Wypakowując tytułowy duet i dokonując nawet pobieżnego rzutu okiem pierwsze co przychodzi na myśl, to dość wyeksploatowany slogan „Francja – elegancja”, jednak czego by nie mówić jest na czym owo oko zawiesić. Masywne, acz niebanalne w swej formie aluminiowe korpusy w naturalnej barwie swego budulca już na starcie budzą zaufanie, które dodatkowo wzrasta w momencie czynności spedycyjnych, czyli mówiąc wprost przenoszenia, gdyż zarówno przedwzmacniacz, jak i końcówka swoje ważą. Jednak po kolei – zacznijmy od PRE550A.

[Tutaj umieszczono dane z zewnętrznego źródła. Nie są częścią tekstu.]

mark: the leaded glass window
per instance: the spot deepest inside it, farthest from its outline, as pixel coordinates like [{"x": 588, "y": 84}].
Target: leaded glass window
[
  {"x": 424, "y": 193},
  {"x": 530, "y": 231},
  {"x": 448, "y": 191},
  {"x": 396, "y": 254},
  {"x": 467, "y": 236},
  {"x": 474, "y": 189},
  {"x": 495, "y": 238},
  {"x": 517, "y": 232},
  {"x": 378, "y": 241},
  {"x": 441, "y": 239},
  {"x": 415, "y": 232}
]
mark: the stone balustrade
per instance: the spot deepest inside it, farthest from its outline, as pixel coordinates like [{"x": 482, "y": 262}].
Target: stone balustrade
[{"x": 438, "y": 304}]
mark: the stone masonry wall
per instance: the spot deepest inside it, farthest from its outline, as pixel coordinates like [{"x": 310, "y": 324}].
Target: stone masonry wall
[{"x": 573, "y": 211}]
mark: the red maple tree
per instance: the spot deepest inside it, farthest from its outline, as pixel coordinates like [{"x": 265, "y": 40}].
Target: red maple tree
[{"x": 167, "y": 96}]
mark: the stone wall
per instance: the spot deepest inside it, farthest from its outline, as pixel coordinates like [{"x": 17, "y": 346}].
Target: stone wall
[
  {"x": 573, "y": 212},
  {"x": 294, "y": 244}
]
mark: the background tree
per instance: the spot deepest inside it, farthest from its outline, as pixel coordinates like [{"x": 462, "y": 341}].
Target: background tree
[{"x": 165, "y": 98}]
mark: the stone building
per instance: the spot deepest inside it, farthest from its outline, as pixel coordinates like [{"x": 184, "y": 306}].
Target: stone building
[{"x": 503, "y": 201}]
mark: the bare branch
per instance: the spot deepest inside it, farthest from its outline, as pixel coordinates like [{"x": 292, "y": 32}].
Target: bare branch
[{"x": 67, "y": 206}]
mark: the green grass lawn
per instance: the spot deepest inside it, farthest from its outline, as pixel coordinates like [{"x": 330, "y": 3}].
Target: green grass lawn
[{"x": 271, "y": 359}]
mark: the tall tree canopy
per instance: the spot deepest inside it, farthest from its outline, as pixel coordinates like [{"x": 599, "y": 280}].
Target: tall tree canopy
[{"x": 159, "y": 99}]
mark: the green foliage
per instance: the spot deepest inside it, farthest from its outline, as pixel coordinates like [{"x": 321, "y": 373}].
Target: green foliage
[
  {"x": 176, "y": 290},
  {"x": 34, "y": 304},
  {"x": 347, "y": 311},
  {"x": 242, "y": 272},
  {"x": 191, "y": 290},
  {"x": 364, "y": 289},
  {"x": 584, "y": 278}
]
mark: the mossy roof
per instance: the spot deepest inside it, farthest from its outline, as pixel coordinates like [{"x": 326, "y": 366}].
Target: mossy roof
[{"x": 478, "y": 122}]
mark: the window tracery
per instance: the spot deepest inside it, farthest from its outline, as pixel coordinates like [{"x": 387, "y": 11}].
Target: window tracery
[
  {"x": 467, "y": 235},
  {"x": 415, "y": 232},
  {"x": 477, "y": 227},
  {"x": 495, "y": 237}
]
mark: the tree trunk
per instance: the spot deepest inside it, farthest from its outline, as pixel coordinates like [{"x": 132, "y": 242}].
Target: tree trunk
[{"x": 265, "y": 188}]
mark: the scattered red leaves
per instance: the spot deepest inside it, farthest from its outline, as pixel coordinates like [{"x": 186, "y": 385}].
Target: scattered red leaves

Ograniczając się li tylko do wizji lokalnej finezyjnie wyprofilowanej – przedzielonej łukowatą (uśmiechniętą) linią na piaskowany dół i szczotkowaną górę, ściany przedniej śmiało można byłoby dojść do wniosku, iż mamy do czynienia z urządzeniem na wskroś klasycznym, jeśli nie purystycznym. Ot centralnie umieszczone „oczko” brzoskwiniowego wyświetlacza OLED z górną powieką przyozdobioną nazwą serii i dolną oznaczeniem modelu, po którego lewej stronie ulokowano niewielką gałkę selektora źródeł a po prawej bliźniaczą regulacji głośności. Całości dopełniają dwa hebelkowe mikro – przełączniki zmiany fazy oraz wyciszenia. Nawet włącznik główny przeniesiono na spód urządzenia – w okolice lewego narożnika. Reszta korpusu jest gładką aluminiową kształtką pozbawioną jakichkolwiek ozdób i otworów wentylacyjnych. Za to plecy … to istna bajka. W grubej aluminiowej ramie wycięto trzy, dedykowane poszczególnym modułom okna. Pierwsza wnęka do królestwo cyfry. W dodatku moduł ów funkcjonuje na specjalnych prawach, gdyż w jego prawym narożniku znajdziemy hebelkowy włącznik, którym, o ile gramy wyłącznie po analogu jesteśmy w stanie moduł cyfrowy całkowicie wyłączyć a tym samym wykluczyć ewentualne interferencje wewnątrz obudowy. Wracając jednak do meritum uwagę przykuwa poprzeczny tajemniczy plastikowy twór, który bynajmniej nie jest grzbietem 8-ścieżkowej kasety, lecz … zaimplementowanym (śmiało możemy w tym momencie mówić o transplantologii) modułem łączności bezprzewodowej AirPlay (czyli de facto AiportExpressem Apple). W tym momencie nie powinien dziwić widok gniazda USB dedykowanego iPodom, które przycupnęło nieopodal swojego rodzeństwa – portu USB-B (niestety tak, jak pozostałe gniazda akceptującego max 192/24), Ethernet, I²S (RJ45), koaksjalnego, AES/EBU, BNC i Optycznego tuż obok którego wygospodarowano miejsce na wyjście koaksjalne. Uff, trochę tego jest, ale akurat w tym przypadku od przybytku głowa nie boli. Co ciekawe sekcja analogowa bynajmniej nie wygląda skromniej, bowiem do dyspozycji mamy po parze XLR-ów i po dwie pary RCA tak w roli wejść, jak i wyjść, przy czym RCA są złocone. Gniazdo zasilające ulokowano w na prawej flance w dedykowanym mu wycięciu.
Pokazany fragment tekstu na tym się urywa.